Help cafe's new owners decide on menu
The new owners of Providence's signature cafe, Forty West, are on a mission to go beyond serving quality food and drink, and ensure the popular venue remains an integral part of the broader Ripley Valley community.
Tanya and William Pattie took ownership of the cafe after moving to the area from far north Queensland, where they both served in law enforcement.
Since retiring from the Queensland Police Service, Ms Pattie was eager to find a new adventure along with her several side businesses, which currently includes cake decorating.
When they came across the opportunity to buy Forty West, it was clear that it would be their next step. Ms Pattie has culinary experience and her husband, while still an active police officer, was once a chef. It was the perfect opportunity to use their unique skills to build a great business.
The Patties have been at the helm for more than six weeks now and made it clear that their intentions were not primarily about building a profitable business, but creating something that gives back to the community in every way, down to the suppliers.
"The vision is to make everything local," Ms Pattie said.
"We have some exceptional local suppliers already, and we're looking to put local craft beer through the taps. We're also visiting local wineries for other opportunities.
"We want to embrace the local community, who will then support us, which will create jobs for everybody."

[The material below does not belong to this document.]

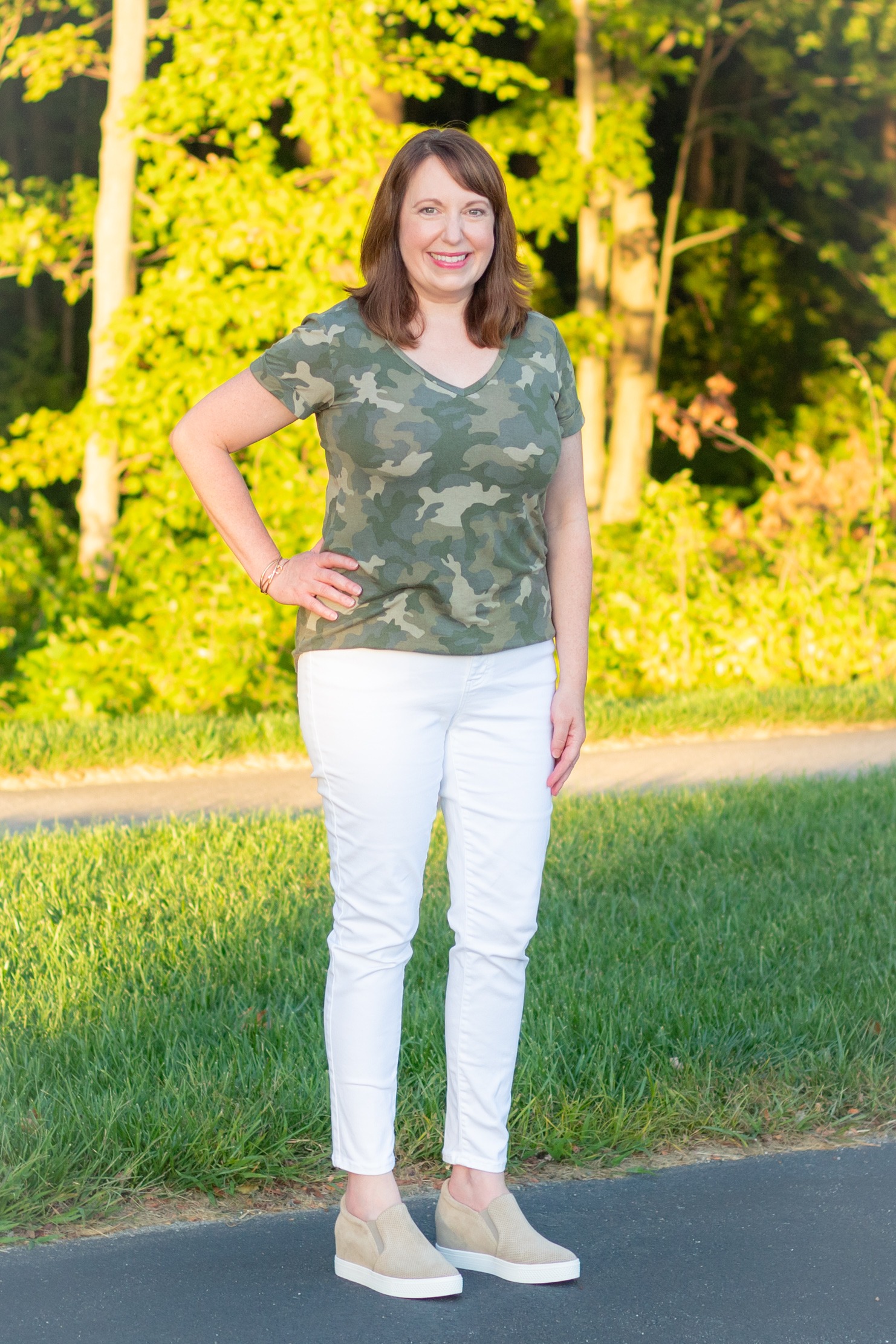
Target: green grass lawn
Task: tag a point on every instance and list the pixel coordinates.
(709, 963)
(167, 739)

Inspired by the owners' professional backgrounds, which also includes Ms Pattie's time in the Australian Defence Force, Forty West now provides discounts to all ADF servicemen and women, as well as all members of Queensland emergency services including police, fire and ambulance.
The aim of the discount was not only a courtesy to Pattie's current and former professional colleagues, but to give them all a chance to integrate with the local community in a supportive environment. The influx of new ADF personnel to the RAAF base in Amberley, for example, will now have a new place to enjoy their free time in a welcoming environment.
"I'm very passionate about giving back to my own," Ms Pattie said. "We are supporting the local emergency services and as a result our other customers feel a lot more connected to the people out there who are working to keep the community safe."
Military and emergency services are not the only groups the cafe is supporting. Forty West now has a new recycling initiative, where people can contribute bottles and cans which will then be traded for cash under Queensland's new containers for change scheme.
The money collected will then to go towards the future of sports at Providence.
"We've been collecting recycling with a vision to cash it in to contribute to the local sport, and perhaps help to sponsor a local soccer team," Ms Pattie said.
"By doing this we encourage the locals to also bring their bottles and cans to help us to provide additional sponsorships to the Providence community."
The Patties are still trying to nail Forty West's final menu, but the process has also been community-driven. With several new chefs joining the cafe's crew, there is currently a made-to-order approach which grants customers the freedom to order food the way they like.
Everything is made fresh and on-site, and by allowing their customers to alter the menu the Patties have begun to learn more about what the community prefers and what the final menu should include, from taste preferences to dietary requirements.
"A lot of the time, people come in with dietary requirements," Ms Pattie said.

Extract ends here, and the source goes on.